Sociology Ph.D. Dissertations


Marriage in Japan: attitudes, intentions, and perceived barriers

Date of Award


Document Type


Degree Name

Doctor of Philosophy (Ph.D.)



First Advisor

Susan L. Brown, PhD (Committee Chair)

Second Advisor

Steve Lab, PhD (Committee Member)

Third Advisor

Franklin Goza, PhD (Committee Member)

Fourth Advisor

I-Fen Lin, PhD (Committee Member)

Fifth Advisor

Kei Nomaguchi, PhD (Committee Member)


The average age at first marriage in Japan has been increasing over the decades, and is now one of the highest in the world at 29 years old for women and 30 years old for men in 2008 (Statistics Bureau, Ministry of Internal Affairs and Communications, 2009). Later marriages accelerate the declining total fertility rate in Japan (Klitsch, 1994) due to the rarity of nonmarital childbearing (Rindfuss, Choe, Bumpass, & Tsuya, 2004). Using data from the Japan 2000 National Survey on Family and Economic Conditions (Tsuya, Bumpass, & Rindfuss, 2008, N = 4,482), this study explored the views of Japanese young adults on marriage and family. First, I investigated never married individuals’ attitudes toward marriage and childbearing. I found that Japanese singles generally did not strongly believe in the centrality of marriage in life nor did they perceive strong connections between marriage and childbearing. Nevertheless, single women tended to have less traditional attitudes toward various aspects of marriage and childbearing, relative to single men. Second, marriage intentions among both men and women were examined, and Japanese singles expressed relatively strong marriage intentions. Notably, women had stronger marriage intentions than men.

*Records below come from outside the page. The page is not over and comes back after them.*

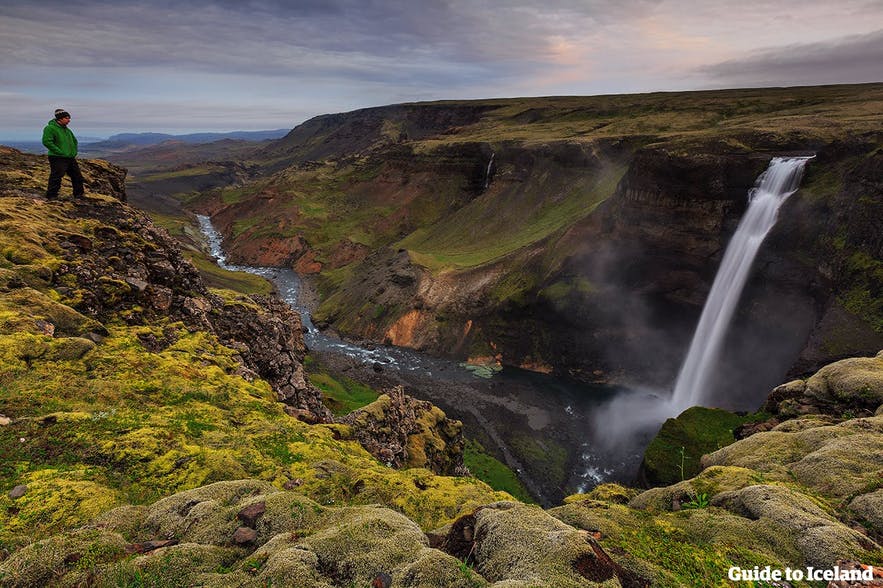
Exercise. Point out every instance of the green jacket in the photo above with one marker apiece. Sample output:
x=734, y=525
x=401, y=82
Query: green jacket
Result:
x=59, y=140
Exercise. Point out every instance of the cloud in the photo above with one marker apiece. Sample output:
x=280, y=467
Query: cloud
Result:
x=852, y=59
x=317, y=56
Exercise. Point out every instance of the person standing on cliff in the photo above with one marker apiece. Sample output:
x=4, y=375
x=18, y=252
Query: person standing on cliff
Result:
x=62, y=146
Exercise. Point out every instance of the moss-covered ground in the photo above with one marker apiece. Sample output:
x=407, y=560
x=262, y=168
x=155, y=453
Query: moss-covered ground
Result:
x=673, y=455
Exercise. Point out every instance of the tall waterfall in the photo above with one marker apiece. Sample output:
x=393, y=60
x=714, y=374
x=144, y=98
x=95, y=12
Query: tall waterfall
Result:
x=487, y=173
x=773, y=187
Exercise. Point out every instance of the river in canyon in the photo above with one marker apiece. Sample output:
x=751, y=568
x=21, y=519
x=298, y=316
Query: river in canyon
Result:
x=538, y=425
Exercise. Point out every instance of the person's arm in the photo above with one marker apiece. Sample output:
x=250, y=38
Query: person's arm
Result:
x=50, y=141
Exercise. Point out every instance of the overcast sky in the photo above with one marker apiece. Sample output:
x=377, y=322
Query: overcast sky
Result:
x=173, y=66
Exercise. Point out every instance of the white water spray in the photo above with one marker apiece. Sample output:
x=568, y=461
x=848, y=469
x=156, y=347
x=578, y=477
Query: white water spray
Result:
x=487, y=173
x=774, y=186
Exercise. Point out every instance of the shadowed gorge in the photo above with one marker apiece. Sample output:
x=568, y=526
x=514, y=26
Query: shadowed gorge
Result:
x=169, y=421
x=577, y=236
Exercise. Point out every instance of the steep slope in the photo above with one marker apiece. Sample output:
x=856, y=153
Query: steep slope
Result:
x=124, y=378
x=142, y=443
x=577, y=235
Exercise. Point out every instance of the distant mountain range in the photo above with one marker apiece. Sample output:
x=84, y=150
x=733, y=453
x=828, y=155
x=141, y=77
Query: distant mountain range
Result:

Finally, I investigated gender differences in perceived barriers to marriage, particularly in the domains of (1) economic resources, (2) agreement on wives’ employment, (3) pressure to have a child soon after marriage, and (4) pressure to co-reside or to have close relationships with parents-in-law. Women were more likely than men to view economic resources, agreement on wives’ employment, and pressure to live with or have close relationships with in-laws as barriers to marriage. Japanese young adults did not strongly view pressure to have a child soon after marriage as a barrier to marriage. The results from this research contribute to new information on Japanese individuals’ views on marriage and family and may assist policymakers in encouraging young adults to marry earlier, which in turn should slow the decline of the total fertility rate.